If a travel carrier is too uncool for your liking, you might opt for something a little more fashionable in the way of improving your pet’s chances in a crash. This also might be more convenient and more appealing for short trips in town. How about a pet seat belt restraint system? There are a number of different vehicle pet harnesses on the market that are able to integrate with your vehicle’s seat belts. In the safety department these type restraints are a far cry from a sky kennel, but they may help to keep your pet from flying through the windshield or into the dash, or from launching off in some other direction that could prove lethal. They also will hopefully keep your pet out of the driver’s lap and stop it from dangerously hanging out the window (even though it’s cute, it’s still unhealthy) while underway and will even stop it from bouncing all over inside the car. Any kind of belt type restraint should be incorporated into a body harness of some sort and never attached to a neck collar. You can envision a person being hanged by the neck until dead dropping through the trap door of a gallows in order to understand why.

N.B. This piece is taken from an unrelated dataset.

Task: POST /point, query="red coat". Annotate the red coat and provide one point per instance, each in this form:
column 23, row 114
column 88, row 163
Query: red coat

After the harness type restraint, one notch lower in the safety department is the doggy car seat. Here we are maybe just a smidgeon better than no restraint at all. Many of these do not even include a harness system, which makes them useless from a protection standpoint. But for relatively small dogs, a doggy car seat with an integral harness system might be an acceptable form of restraint to keep the pet in one spot and, again, safely away from driving the driver to distraction.
I don’t often favor treating our pets like children. They are not the same. But the need for safety restraints is something that they do have in common. There are still people out there with that primitive “it’s safer if you are thrown clear of the vehicle in an accident” mentality. We know that without proper restraint it is probable that you will be thrown somewhere, but usually it will be into the windshield or some portion of the vehicle interior, and usually it won’t happen safely. The same applies to your unrestrained pet. So if you really love your pet and care about its safety and well-being, think about how you want to save its life now, before the unthinkable happens.